– Я хочу меду, – сказал Егор.
– Мы скажем маме, она купит, – ответил я.
– Не люблю мед, – буркнул Грек. – Я недавно узнал, что мед – это блевотина пчел.
– Что? Фуууу, – Егор сморщился, – это неправда!
– Правда-правда, я по телику видел, «В мире животных». Пчелы едят пыльцу с цветов, а потом прилетают в улей, заходят в хранилище меда и суют себе два пальца в рот. – Грек сунул два пальца себе в рот и издал характерный звук. – И вот так получается мед: по сути, это полупереваренная пыльца и желудочный сок пчел, веришь-нет?
Мне тоже, как и Егору, было неприятно это слушать. «Этот чувак точно не дружит с головой», – подумал я, а вслух сказал:
– Перестань. Егору шесть лет, не надо ему такое рассказывать.
– Какое «такое»? – Грек развел руками. – Ты что думаешь, я это придумал, что ли? – Он повернулся к одной из продавщиц и громко сказал: – Здравствуйте.
– Здрасте, – отозвалась она. Огромная шарообразная тетка. Две толстые черные брови-гусеницы над глазами, и еще одна – под носом.
– Вы ведь свой собственный мед продаете? Ну, то есть у вас же есть собственное пчелиное пастбище или вроде того?
– Это называется «пасека», – кивнула она. – Да, мой муж – пчеловод.
– А это правда, что мед – это блевотина пчел? Они ведь едят пыльцу и потом блюют ею, верно-нет?
Мы с Егором внимательно смотрели на нее, ожидая ответа. Ее брови беспокойно задвигались и столкнулись на переносице, слились в одну жутковатую бровь.

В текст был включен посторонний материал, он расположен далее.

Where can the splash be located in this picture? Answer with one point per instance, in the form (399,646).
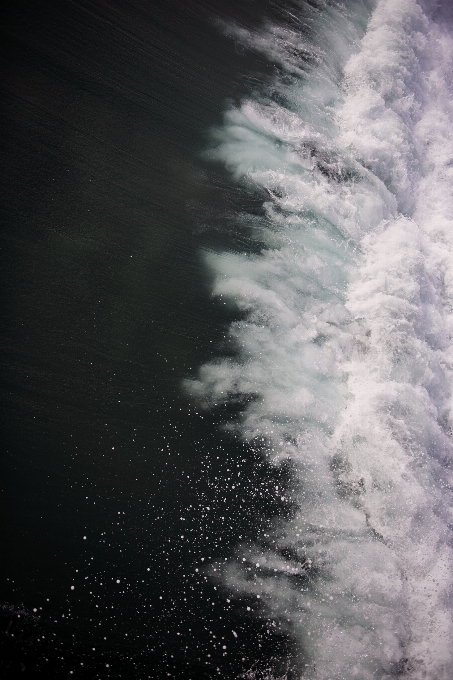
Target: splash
(345,338)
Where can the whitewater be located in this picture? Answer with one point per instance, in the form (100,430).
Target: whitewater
(344,336)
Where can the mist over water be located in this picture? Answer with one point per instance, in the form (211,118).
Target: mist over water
(343,364)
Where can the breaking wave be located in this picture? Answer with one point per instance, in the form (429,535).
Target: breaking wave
(344,345)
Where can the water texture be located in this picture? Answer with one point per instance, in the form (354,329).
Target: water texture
(343,364)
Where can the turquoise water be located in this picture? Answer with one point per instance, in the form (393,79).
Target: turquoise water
(343,343)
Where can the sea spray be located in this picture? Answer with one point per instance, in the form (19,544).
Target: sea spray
(345,340)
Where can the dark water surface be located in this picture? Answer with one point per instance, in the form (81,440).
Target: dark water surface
(114,487)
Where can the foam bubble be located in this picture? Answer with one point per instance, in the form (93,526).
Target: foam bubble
(345,341)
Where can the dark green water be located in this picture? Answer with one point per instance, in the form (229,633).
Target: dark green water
(114,487)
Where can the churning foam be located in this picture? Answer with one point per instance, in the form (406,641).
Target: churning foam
(345,342)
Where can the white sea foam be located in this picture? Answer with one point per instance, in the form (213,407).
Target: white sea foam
(346,343)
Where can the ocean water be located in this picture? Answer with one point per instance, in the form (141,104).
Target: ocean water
(226,374)
(339,359)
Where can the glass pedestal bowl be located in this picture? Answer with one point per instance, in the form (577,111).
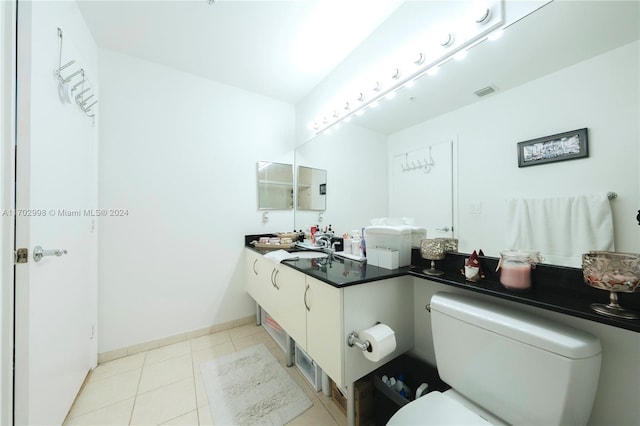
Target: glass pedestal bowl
(614,272)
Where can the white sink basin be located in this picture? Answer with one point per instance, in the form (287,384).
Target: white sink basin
(310,254)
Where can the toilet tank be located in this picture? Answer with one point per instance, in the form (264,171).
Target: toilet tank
(520,367)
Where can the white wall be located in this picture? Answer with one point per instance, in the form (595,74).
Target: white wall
(7,129)
(619,372)
(602,94)
(179,153)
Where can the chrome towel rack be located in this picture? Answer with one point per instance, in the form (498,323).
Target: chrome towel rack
(75,87)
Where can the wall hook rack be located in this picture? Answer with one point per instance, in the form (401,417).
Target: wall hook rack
(425,164)
(74,86)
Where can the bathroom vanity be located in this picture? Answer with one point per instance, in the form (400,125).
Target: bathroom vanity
(318,302)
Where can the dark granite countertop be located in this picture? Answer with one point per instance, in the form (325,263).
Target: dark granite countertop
(555,288)
(341,272)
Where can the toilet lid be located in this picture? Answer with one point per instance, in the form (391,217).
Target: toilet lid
(435,408)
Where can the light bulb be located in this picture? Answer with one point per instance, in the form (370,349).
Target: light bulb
(496,34)
(460,55)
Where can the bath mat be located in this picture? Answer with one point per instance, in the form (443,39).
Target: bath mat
(250,387)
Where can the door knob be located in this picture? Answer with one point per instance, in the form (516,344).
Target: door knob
(39,253)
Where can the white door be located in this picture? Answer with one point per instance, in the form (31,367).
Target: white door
(56,298)
(422,188)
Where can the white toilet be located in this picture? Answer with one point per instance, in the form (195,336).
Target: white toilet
(505,367)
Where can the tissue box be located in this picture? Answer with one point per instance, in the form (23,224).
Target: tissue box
(384,258)
(417,234)
(395,237)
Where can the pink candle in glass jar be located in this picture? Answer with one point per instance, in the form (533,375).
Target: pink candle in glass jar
(515,275)
(515,268)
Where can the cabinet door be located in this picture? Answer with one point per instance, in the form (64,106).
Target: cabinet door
(290,311)
(259,280)
(324,327)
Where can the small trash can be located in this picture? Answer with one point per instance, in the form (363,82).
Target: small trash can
(414,372)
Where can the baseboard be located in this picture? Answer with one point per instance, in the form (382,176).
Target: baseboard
(153,344)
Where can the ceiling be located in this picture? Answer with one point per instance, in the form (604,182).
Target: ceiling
(558,35)
(281,49)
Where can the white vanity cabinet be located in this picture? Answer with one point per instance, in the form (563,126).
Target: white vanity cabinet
(333,313)
(258,280)
(323,303)
(279,290)
(290,310)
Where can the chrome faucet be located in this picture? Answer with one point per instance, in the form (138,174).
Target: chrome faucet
(324,242)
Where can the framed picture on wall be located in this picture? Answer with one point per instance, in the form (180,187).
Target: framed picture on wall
(559,147)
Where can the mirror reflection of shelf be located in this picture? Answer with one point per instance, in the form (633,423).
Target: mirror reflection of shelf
(274,182)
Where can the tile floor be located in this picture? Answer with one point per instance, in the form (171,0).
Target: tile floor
(163,385)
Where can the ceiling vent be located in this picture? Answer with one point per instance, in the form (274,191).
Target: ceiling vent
(485,91)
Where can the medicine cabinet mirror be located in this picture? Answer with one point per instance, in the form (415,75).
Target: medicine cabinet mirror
(311,189)
(443,106)
(275,186)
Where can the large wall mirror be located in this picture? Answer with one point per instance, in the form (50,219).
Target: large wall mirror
(275,186)
(311,188)
(566,66)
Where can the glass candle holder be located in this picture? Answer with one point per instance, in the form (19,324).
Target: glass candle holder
(613,272)
(432,249)
(450,244)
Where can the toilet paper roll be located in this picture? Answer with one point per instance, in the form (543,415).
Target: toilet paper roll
(382,339)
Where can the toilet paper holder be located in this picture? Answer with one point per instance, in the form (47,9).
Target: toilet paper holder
(353,340)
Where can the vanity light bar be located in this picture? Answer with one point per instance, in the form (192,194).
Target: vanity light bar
(490,19)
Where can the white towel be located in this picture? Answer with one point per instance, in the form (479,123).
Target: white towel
(278,256)
(561,228)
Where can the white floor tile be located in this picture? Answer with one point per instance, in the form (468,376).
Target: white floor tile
(165,372)
(115,414)
(189,419)
(204,414)
(210,340)
(164,404)
(244,331)
(316,415)
(164,386)
(167,352)
(210,353)
(117,366)
(254,339)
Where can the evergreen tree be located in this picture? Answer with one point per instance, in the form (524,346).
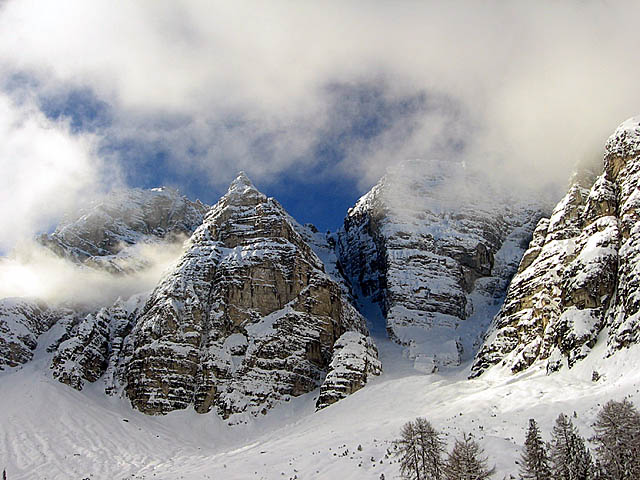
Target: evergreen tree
(569,457)
(467,461)
(534,460)
(617,439)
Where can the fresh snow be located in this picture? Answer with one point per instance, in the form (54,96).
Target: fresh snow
(50,431)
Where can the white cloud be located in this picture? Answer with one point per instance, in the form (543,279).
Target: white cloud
(45,170)
(540,84)
(34,271)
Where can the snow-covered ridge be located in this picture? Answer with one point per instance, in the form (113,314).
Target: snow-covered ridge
(101,234)
(434,244)
(578,282)
(248,318)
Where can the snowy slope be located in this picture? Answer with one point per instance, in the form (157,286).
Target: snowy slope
(435,244)
(53,432)
(579,278)
(102,234)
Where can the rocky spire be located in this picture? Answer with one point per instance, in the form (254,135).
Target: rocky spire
(247,319)
(578,276)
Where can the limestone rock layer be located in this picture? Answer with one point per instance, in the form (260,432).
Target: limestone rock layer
(581,273)
(247,319)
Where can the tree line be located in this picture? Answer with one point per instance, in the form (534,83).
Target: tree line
(616,439)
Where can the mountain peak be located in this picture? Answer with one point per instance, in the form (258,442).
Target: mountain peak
(241,183)
(242,189)
(625,141)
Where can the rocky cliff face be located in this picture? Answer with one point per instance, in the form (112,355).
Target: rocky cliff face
(580,274)
(22,321)
(96,346)
(247,319)
(435,245)
(102,234)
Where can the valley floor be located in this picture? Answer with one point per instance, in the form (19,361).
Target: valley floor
(50,431)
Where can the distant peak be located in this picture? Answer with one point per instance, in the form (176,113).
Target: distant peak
(625,140)
(242,187)
(241,182)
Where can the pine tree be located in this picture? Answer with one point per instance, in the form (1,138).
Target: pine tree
(467,461)
(617,439)
(432,448)
(569,456)
(534,460)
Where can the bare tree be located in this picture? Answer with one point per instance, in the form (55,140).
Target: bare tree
(617,439)
(421,449)
(409,452)
(432,449)
(534,462)
(467,461)
(570,458)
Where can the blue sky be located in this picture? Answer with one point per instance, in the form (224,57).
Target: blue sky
(314,100)
(313,193)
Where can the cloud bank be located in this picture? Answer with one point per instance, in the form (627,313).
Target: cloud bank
(216,86)
(34,271)
(92,95)
(44,171)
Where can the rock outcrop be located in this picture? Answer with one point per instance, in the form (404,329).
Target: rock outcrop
(434,245)
(102,234)
(22,321)
(95,346)
(580,274)
(355,359)
(246,320)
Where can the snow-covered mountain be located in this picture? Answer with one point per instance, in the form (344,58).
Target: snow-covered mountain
(248,318)
(579,281)
(253,358)
(101,235)
(435,244)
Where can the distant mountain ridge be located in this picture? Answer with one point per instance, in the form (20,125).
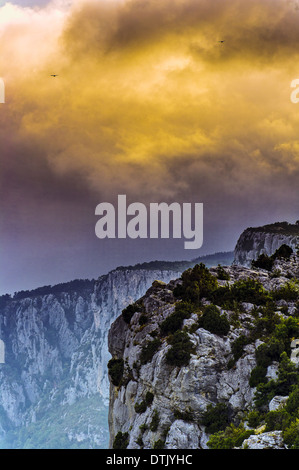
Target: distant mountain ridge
(56,354)
(266,239)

– Э-э-э-э… «выблевывают» не совсем то слово. Они ее скорее сплевывают.
Грек повернулся к нам.
– Ха! Ясно вам, невежды? – Мы двинулись дальше. – Вот так всегда, – продолжал размышлять он. – Люди считают, что я «с прибабахом» и вообще чокнутый, а на самом деле я просто умный.
– И скромный.
– Да, и это тоже. – Он потер ладони. – Ну так что? Тебе интересно узнать, что случилось с Третьим озером, или нет?
Да, мне было интересно. Честно говоря, ужасно интересно.

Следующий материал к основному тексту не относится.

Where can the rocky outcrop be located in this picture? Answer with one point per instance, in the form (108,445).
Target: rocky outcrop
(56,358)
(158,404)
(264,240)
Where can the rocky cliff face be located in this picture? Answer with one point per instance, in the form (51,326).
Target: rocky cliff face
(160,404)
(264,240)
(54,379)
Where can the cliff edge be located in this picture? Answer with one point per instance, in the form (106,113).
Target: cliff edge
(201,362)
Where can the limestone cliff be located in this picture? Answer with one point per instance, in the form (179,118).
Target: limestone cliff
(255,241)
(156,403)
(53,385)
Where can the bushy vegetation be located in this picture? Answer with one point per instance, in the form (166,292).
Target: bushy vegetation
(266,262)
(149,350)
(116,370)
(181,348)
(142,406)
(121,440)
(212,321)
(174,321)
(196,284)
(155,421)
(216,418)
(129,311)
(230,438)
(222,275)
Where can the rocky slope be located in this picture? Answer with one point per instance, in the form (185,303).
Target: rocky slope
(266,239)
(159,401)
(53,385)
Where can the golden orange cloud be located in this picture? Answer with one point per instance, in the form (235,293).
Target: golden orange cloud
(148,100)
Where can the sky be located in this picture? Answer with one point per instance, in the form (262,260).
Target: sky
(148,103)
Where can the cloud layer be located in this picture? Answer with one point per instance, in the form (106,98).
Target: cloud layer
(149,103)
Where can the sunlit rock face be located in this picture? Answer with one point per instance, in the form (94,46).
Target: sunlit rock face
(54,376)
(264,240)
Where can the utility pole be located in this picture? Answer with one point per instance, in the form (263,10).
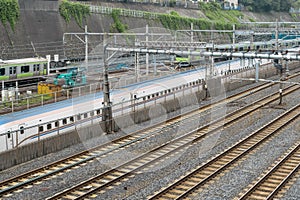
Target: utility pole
(280,62)
(107,112)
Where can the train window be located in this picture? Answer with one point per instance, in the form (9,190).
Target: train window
(12,70)
(25,69)
(36,67)
(21,129)
(2,71)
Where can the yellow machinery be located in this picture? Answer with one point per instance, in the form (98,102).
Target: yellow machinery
(50,89)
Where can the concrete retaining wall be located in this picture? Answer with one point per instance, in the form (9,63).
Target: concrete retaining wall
(58,142)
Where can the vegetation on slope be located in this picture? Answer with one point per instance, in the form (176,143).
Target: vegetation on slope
(74,9)
(9,12)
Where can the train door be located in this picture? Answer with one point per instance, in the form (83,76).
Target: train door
(21,136)
(13,72)
(36,69)
(9,140)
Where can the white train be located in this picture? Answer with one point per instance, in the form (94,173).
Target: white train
(19,128)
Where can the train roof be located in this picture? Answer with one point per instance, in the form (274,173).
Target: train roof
(23,60)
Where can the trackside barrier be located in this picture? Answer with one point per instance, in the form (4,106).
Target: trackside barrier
(55,143)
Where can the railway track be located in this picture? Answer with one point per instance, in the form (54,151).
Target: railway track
(268,186)
(106,181)
(186,186)
(15,184)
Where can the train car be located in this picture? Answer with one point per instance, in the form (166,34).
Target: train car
(30,125)
(22,69)
(256,46)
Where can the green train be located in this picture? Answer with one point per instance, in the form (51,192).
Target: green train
(22,70)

Я отвел Егора домой – это было нелегко, он долго сопротивлялся, хотел пойти со мной, пришлось силой затаскивать его в квартиру и терпеть его высокочастотное нытье[4]. К счастью, мама была уже дома и взяла все под контроль.
Грек ждал меня у подъезда.
– Идем, – сказал он.
– Куда?
Мы дошли до почтамта и спрятались за раскидистым кустарником неподалеку.
– Зачем мы прячемся?
– Сколько времени?
Я посмотрел на свои «Касио»:
– Семь сорок пять.
– Отлично. Он вот-вот придет.
– Кто?
– Осторожней с кустарником. Это барбарис, колючая зараза.
– Кто придет-то?
Он указал пальцем вдаль. Я бросил взгляд в конец улицы и увидел старика. Того самого, что и на фотографии, только гораздо старше. Худой, сгорбленный, лысый, с бородой и кривой тростью – старик был не похож на живого человека. Гораздо больше он напоминал аллегорию – такой собирательный образ старости. Каждая его черта, каждая морщина, каждый предмет одежды – все в нем как бы говорило: «Я символизирую старость». Старик медленно приближался ко входу в здание почты, затем остановился возле голубого почтового ящика с надписью «Почта» и почтовым гербом.
– Чего он ждет? – спросил я.
– Смотри.
Дверь почтового отделения открылась, и на улицу вышел человек в сером комбинезоне с большим серым мешком в руках. Он увидел старика, они кивнули друг другу. Старик достал конверт из внутреннего кармана пиджака и бросил его в голубой почтовый ящик. Они с почтальоном перебросились парой реплик. Почтальон открыл ящик и ссыпал в него письма. Затем запер ящик на ключ и запечатал мешок.
Старик захромал обратно в темноту.
Признаться, я чувствовал разочарование. Когда Грек сказал, что мы будем «проводить расследование», я представил себе почти киношную картинку – погони, тайные заговоры, дедуктивный метод, как в сериале про Шерлока Холмса с Василием Ливановым в главной роли. На деле же мы просто весь вечер просидели в кустах, ожидая какого-то дряхлого старика с дурацким письмом.